Average output of double-season hybrid rice reaches new high


A Chinese research team has achieved the annual output of super hybrid rice in double seasons at 1,365 kilograms per mu (0.07 hectares) in a hybrid rice engineering demonstration zone of 2,500 mu in Central China's Hunan province.
In July and November, experts from the Hunan Association of Agricultural Science Society have carried out field production evaluations to calculate a yield of 591.7 kilograms per mu and late rice of 773.3 kilograms per mu.
The total output on average has created a new record for a field of this size in China. This output is about 30 percent higher than the average high-yield double-season rice, and about 50 percent higher than common double-season rice production in Hunan.
With a series of non-chemical control and mechanized cultivation techniques, the usage of chemical pesticides is drastically decreased, saving expense on fertilizers and providing greater economic and ecological benefits.

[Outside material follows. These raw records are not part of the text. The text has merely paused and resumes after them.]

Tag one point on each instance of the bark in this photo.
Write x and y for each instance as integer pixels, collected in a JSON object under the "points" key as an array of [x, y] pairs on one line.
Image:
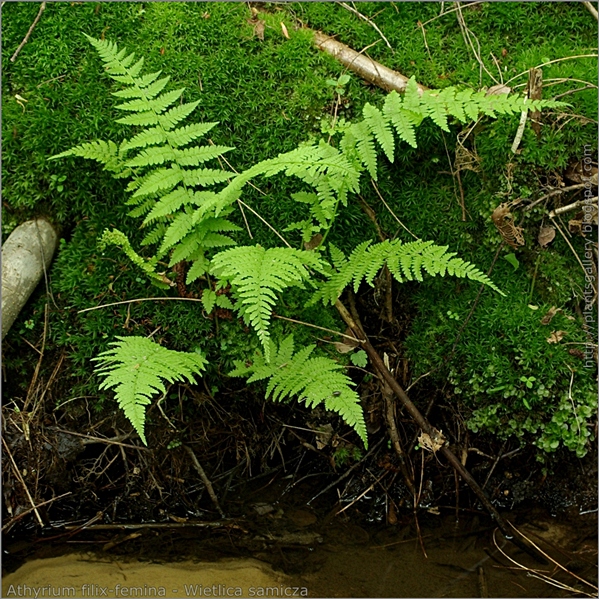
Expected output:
{"points": [[365, 67]]}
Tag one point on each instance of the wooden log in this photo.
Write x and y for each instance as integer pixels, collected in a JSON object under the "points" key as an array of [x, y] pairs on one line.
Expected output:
{"points": [[26, 254], [370, 70]]}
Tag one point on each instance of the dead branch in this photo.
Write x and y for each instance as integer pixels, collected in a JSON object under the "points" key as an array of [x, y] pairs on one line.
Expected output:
{"points": [[589, 6], [29, 32], [20, 479], [383, 371], [371, 23], [370, 70], [205, 479]]}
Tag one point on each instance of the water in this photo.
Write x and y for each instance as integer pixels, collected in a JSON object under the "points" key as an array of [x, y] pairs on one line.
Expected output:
{"points": [[296, 553]]}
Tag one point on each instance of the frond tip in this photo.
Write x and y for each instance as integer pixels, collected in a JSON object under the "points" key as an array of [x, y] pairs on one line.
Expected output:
{"points": [[135, 367], [313, 379]]}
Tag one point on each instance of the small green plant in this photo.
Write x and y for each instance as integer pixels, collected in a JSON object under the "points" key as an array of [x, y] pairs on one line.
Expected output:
{"points": [[187, 222]]}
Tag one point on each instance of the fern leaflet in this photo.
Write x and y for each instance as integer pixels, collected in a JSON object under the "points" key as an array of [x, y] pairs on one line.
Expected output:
{"points": [[256, 275], [314, 380], [135, 367]]}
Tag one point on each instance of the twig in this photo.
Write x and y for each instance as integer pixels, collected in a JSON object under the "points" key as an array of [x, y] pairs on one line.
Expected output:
{"points": [[544, 64], [573, 206], [266, 223], [466, 35], [552, 193], [20, 478], [520, 130], [218, 524], [371, 23], [589, 6], [89, 439], [348, 471], [26, 38], [205, 479], [19, 516], [313, 326], [448, 12], [593, 284]]}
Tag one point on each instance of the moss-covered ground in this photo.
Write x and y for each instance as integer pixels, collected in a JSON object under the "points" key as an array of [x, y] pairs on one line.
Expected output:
{"points": [[269, 94]]}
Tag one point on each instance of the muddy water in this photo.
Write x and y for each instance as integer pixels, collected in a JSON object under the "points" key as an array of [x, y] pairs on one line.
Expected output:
{"points": [[343, 560]]}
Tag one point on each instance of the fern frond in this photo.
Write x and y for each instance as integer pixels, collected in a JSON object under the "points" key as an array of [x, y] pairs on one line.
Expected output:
{"points": [[256, 275], [104, 152], [379, 127], [183, 135], [406, 262], [118, 238], [315, 380], [136, 367]]}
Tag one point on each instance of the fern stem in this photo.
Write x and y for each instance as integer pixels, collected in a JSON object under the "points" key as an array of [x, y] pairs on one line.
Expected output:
{"points": [[383, 371], [205, 479]]}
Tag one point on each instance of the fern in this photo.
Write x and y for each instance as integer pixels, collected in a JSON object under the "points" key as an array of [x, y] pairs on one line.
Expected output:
{"points": [[314, 380], [406, 262], [256, 275], [118, 238], [135, 367], [164, 171]]}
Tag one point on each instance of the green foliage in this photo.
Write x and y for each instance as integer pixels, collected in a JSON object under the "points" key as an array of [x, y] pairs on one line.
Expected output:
{"points": [[188, 224], [406, 262], [314, 380], [256, 274], [135, 368]]}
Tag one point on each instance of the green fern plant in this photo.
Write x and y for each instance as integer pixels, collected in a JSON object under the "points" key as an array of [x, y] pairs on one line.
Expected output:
{"points": [[135, 367], [315, 380], [189, 222]]}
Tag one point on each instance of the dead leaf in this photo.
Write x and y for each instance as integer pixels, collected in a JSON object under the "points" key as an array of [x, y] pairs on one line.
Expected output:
{"points": [[498, 90], [556, 336], [343, 348], [546, 236], [550, 314]]}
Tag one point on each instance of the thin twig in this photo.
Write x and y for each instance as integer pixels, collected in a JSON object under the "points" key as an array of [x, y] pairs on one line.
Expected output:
{"points": [[552, 193], [266, 223], [593, 284], [589, 6], [573, 206], [371, 23], [91, 439], [391, 211], [205, 479], [28, 511], [26, 38], [20, 478]]}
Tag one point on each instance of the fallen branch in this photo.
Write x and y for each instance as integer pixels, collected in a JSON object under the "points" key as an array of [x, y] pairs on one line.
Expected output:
{"points": [[205, 479], [370, 70], [28, 34], [371, 23], [20, 479], [589, 6], [433, 433]]}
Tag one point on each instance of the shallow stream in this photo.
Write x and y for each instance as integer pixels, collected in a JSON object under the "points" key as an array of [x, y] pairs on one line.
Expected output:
{"points": [[296, 553]]}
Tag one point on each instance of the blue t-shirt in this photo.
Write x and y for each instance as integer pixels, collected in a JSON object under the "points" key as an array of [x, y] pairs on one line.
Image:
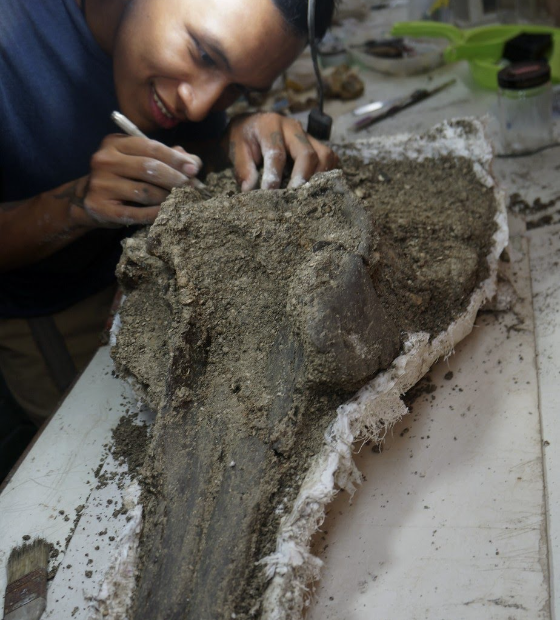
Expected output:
{"points": [[56, 98]]}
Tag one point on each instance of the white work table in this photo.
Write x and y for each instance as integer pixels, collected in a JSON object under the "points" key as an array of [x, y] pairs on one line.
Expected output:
{"points": [[459, 514]]}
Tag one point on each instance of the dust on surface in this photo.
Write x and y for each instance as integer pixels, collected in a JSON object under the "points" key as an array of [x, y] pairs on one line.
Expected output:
{"points": [[249, 318]]}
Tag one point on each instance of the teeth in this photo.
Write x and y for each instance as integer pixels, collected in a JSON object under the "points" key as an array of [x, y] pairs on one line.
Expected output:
{"points": [[160, 105]]}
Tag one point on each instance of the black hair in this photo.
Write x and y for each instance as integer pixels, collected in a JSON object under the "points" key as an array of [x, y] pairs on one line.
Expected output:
{"points": [[295, 14]]}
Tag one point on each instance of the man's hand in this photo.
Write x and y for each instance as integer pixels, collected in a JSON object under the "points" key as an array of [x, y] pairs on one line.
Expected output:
{"points": [[270, 139], [130, 177]]}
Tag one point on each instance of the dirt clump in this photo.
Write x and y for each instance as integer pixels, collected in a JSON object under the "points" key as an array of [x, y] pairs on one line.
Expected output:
{"points": [[249, 318]]}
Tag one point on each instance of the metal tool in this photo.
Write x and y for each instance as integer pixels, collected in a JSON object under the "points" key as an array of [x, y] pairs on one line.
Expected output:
{"points": [[401, 103], [374, 106]]}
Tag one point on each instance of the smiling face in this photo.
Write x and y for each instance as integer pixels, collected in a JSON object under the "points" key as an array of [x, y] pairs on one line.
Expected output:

The super rice engineering demonstration zone, established in Linli county of Changde, Hunan province, covers an area of 10,000 mu, while the double-season super rice model demonstration area covers 2,500 mu in this area, according to Zhang Yuzhu, deputy director of the Hunan Hybrid Rice Research Center.
The R&D team of Yuan Longping, the pioneer of hybrid rice, hosted an agricultural R&D program for China's Thirteenth Five-Year Plan (2016-2020) in the demonstration zone.